Reported issues related to the linkage process
Five of the 20 studies reported issues related to the linkage process. There were six issues raised in total, details of the specific issues are reported below.
The linked data sources had different start dates, with at most a 9-year difference in the start dates between the electronic registers. The hospital admission data were available from 1991 to present, the data on death registrations from 1995 to present and the general practise (GP) data were available from 2000 to present.21
The extent to which GP data are retrospectively coded from paper records of early years of life into electronic health record varies among GPs. Re-entering the data into electronic health records could lead to increased number of errors, which in turn can influence the linkage quality.21
Availability of datasets containing the variables needed to answer the research question. In the study that reported this issue, the team was looking for laboratory results to be linked with administrative claims data. The laboratory results were only available for a subset of patients, reducing the potential sample size by 70%, as only records with laboratory result were included in the final dataset.22
The lack of one unique identifier: the team that encountered this issue decided to use multiple variables that were available in both datasets. However, some of the overlapping variables were calculated in different ways. For instance, age was calculated at different timepoints in the two datasets, resulting in potential discrepancies and thereby potentially an increased number of false and/or missed matches.23
Time it took to access the data: the ethics approval took more than half of the time allocated to the project and was complicated by variations in parameters required for each site-specific study approval. The extraction of the data at local sites was made challenging by the outmoded hardware which struggled to handle the computational load.24
A subset of desired records was not linked. The study therefore decided to add non-linked patient records with the disease of interest to the linked dataset.25
Reported issues related to the datasets
Eleven (55%) of the studies reported various issues related to the collected datasets. In total 15 issues were reported, which can be split into two main categories: misclassification of disease status (n=7) and missing data (n=8).
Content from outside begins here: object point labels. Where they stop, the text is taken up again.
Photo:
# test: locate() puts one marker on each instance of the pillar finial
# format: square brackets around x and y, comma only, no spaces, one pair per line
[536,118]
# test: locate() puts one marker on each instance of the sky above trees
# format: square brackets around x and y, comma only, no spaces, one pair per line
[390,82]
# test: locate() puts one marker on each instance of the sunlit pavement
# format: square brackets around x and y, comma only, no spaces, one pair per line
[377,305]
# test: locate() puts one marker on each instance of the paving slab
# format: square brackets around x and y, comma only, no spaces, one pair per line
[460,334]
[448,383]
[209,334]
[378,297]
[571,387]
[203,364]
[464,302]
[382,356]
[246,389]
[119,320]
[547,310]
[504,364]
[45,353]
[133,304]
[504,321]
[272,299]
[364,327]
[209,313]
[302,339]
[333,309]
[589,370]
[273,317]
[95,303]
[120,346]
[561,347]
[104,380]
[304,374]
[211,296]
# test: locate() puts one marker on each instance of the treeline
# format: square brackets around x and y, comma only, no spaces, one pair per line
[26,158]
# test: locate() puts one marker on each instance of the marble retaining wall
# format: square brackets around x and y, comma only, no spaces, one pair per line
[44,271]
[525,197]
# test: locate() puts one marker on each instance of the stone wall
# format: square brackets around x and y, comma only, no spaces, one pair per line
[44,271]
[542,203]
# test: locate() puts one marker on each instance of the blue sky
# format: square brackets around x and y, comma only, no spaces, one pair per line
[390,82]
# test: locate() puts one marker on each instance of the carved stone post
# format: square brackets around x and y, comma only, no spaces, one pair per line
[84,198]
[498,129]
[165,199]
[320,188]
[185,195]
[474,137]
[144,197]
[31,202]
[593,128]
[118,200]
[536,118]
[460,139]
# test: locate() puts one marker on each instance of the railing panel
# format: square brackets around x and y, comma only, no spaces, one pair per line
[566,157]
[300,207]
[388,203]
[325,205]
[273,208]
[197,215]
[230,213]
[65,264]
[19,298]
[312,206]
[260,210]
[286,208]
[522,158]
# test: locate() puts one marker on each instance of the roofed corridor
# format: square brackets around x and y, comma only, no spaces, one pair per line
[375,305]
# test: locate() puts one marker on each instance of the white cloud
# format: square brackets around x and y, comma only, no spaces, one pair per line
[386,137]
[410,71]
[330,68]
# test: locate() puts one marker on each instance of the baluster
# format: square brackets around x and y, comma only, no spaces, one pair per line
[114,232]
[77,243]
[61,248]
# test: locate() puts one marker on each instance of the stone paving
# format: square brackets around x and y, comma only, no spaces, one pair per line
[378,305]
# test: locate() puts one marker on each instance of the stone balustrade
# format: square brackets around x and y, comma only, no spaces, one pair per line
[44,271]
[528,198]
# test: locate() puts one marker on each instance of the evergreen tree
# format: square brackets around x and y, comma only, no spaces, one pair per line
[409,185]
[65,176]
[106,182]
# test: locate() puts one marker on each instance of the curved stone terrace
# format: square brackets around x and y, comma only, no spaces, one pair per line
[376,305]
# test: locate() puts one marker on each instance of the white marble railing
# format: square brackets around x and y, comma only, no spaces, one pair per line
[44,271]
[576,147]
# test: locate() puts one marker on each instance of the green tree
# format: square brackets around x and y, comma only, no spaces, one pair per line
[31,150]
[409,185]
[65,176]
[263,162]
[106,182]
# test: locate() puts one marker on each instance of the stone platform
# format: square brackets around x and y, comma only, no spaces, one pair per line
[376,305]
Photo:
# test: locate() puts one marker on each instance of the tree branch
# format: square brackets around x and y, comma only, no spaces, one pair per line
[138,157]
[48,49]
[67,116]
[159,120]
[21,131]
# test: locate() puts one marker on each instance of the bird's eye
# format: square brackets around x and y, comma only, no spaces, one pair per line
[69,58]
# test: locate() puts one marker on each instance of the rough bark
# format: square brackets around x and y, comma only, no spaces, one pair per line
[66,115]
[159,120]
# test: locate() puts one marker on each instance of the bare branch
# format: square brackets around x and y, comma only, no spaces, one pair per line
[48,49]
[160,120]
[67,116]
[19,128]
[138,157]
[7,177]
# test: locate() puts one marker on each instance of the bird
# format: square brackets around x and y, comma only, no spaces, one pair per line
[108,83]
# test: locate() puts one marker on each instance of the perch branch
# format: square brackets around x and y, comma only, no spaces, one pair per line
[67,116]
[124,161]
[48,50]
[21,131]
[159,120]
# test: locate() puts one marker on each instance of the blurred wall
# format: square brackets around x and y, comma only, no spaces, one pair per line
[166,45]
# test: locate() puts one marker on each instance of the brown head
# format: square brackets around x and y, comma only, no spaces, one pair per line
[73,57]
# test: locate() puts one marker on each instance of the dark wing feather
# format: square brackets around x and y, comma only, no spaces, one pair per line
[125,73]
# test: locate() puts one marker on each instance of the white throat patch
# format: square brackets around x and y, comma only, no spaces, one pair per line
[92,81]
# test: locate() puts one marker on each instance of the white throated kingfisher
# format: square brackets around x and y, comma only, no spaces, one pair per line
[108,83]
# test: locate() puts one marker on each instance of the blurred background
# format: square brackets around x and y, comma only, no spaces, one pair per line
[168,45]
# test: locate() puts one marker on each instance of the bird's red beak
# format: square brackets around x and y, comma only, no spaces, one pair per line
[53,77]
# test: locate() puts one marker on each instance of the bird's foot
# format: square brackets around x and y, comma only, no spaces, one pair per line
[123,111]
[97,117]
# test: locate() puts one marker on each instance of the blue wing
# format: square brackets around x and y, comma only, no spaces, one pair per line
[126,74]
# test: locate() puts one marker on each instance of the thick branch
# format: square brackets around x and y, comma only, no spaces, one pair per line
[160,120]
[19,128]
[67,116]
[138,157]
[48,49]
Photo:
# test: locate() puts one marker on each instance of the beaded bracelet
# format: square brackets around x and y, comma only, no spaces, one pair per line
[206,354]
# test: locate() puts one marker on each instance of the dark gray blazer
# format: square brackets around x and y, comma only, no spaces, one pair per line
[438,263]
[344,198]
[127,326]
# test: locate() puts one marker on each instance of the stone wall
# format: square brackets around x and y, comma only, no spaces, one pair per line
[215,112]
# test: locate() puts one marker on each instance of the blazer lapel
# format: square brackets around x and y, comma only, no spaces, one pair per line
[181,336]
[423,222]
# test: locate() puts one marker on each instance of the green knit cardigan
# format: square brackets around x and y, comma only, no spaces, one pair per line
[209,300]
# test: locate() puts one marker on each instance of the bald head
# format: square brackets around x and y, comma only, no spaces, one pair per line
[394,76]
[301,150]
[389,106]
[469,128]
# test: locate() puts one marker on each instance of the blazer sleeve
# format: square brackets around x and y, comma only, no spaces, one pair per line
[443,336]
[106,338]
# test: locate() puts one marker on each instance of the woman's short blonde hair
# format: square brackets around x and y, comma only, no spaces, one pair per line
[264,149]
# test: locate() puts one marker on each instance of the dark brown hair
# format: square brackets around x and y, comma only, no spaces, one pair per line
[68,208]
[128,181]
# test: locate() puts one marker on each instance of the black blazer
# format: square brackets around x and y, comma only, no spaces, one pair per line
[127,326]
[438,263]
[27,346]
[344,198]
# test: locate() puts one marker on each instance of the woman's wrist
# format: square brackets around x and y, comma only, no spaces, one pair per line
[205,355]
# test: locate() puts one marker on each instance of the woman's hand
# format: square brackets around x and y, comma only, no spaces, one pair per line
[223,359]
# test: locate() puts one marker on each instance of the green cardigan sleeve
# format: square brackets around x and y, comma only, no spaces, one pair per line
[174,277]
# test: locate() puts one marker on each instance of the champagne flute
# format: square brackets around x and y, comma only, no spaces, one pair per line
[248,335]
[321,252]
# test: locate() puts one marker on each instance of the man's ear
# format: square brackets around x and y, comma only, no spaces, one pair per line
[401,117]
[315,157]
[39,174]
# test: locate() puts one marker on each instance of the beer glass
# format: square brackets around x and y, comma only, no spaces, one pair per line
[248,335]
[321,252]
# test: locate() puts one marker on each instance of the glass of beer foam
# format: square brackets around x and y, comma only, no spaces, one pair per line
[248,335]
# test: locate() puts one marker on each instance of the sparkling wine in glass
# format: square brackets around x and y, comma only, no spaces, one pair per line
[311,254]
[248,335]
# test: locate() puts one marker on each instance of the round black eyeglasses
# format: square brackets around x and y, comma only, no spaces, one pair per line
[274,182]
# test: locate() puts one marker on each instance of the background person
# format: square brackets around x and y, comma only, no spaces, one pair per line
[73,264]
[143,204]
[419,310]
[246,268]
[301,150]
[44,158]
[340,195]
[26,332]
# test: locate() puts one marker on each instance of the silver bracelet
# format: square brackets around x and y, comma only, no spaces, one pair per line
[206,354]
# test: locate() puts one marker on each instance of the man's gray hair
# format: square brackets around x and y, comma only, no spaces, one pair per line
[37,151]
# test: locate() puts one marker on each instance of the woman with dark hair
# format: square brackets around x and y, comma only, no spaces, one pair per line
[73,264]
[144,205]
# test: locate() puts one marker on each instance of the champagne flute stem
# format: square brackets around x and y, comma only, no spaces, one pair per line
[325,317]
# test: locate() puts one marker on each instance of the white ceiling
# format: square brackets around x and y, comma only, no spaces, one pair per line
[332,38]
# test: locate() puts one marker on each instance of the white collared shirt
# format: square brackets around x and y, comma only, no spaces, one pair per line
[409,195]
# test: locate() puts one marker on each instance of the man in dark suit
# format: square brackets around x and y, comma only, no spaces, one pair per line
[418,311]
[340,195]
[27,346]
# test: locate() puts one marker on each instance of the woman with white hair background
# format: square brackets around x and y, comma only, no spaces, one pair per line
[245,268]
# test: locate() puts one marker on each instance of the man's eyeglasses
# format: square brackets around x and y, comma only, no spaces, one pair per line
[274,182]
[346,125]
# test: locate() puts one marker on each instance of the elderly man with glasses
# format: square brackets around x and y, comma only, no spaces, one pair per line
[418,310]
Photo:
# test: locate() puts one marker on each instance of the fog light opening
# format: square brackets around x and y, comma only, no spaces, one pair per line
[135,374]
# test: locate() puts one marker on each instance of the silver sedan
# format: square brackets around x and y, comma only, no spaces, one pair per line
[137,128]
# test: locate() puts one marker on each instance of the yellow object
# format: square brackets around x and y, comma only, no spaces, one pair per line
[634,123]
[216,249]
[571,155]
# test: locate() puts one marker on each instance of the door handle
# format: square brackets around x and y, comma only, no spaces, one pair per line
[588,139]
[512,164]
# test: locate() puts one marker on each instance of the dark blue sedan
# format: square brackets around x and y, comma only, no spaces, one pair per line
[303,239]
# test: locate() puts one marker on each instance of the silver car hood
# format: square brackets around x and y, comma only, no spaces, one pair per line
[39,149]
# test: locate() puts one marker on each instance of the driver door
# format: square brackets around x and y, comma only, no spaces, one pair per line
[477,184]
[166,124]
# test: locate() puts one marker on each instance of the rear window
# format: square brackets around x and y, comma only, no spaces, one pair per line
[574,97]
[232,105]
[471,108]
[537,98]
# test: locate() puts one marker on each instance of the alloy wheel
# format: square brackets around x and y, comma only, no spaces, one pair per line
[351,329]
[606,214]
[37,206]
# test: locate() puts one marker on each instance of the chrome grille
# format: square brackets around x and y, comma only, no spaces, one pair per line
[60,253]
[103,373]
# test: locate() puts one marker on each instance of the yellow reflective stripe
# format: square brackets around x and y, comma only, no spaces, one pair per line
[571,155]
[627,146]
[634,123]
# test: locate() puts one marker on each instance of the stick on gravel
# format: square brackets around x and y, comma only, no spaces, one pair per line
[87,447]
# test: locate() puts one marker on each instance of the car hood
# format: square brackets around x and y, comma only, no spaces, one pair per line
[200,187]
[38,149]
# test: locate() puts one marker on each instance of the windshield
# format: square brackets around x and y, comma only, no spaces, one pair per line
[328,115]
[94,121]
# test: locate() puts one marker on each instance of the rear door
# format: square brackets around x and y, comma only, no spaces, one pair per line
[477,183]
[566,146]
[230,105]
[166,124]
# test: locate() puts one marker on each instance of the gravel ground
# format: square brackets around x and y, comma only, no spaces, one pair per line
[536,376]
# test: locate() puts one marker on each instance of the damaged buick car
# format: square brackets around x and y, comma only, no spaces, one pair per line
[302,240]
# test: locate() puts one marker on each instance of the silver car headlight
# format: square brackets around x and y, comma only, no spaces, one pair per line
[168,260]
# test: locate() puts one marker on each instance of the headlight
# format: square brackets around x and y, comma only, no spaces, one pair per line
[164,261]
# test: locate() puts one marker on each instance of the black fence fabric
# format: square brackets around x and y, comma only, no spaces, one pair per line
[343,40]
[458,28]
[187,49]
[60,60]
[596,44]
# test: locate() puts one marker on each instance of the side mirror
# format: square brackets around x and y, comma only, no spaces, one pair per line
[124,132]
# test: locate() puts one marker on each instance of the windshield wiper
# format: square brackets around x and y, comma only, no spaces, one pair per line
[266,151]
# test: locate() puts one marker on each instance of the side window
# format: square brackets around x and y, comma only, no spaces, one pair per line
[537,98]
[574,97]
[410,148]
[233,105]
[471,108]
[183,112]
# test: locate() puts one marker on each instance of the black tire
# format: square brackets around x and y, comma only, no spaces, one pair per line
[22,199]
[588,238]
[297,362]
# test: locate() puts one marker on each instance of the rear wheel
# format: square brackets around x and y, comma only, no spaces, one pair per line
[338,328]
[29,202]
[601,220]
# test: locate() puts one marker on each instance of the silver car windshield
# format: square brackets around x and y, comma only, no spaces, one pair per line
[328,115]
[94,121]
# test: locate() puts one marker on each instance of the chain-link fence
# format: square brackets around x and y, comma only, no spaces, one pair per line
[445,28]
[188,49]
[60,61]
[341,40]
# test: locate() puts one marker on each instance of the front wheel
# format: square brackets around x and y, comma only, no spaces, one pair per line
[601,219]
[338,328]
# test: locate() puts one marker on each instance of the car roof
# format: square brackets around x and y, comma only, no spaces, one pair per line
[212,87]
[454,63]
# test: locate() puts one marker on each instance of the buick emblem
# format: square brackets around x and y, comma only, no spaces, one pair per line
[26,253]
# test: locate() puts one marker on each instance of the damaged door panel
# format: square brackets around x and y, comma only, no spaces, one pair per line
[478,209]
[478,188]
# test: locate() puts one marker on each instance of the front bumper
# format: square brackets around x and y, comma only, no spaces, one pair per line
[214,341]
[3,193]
The seven issues related to misclassification of disease status included the following:
Four studies expressed concerns about the coding systems.21 26–28 One study pointed out recording differences between versions 9 and 10 of the International Statistical Classification of Diseases and Related Health Problems (ICD).27
One study pointed out that claims data carry a potential for misclassification of patients’ diagnoses, since the presence of a diagnosis code on a claim may not indicate the presence of a disease, but a rule-out code.22 To address this limitation, the study reportedly used a validated algorithm, yet details for this were not provided.
A study noticed a 9.3% discrepancy in the recorded diabetes status between the Système National des Données de Santé database (SNDS) and the French Epidemiology and Information Network registry (REIN).23 The study acknowledged that these records could be false-positive matches. As an alternative, they commented that some patients recorded as having type 2 diabetes in REIN might not have needed medication, and therefore were not recorded as diabetic in the SNDS database as that database is based on reimbursement of ambulatory healthcare procedures and hospital activity.
A study mentioned a possible misclassification bias from the case definitions of epilepsy, dementia, and subtypes of dementia.28 The study noted that dementia and subtypes of dementia in general are challenging to classify.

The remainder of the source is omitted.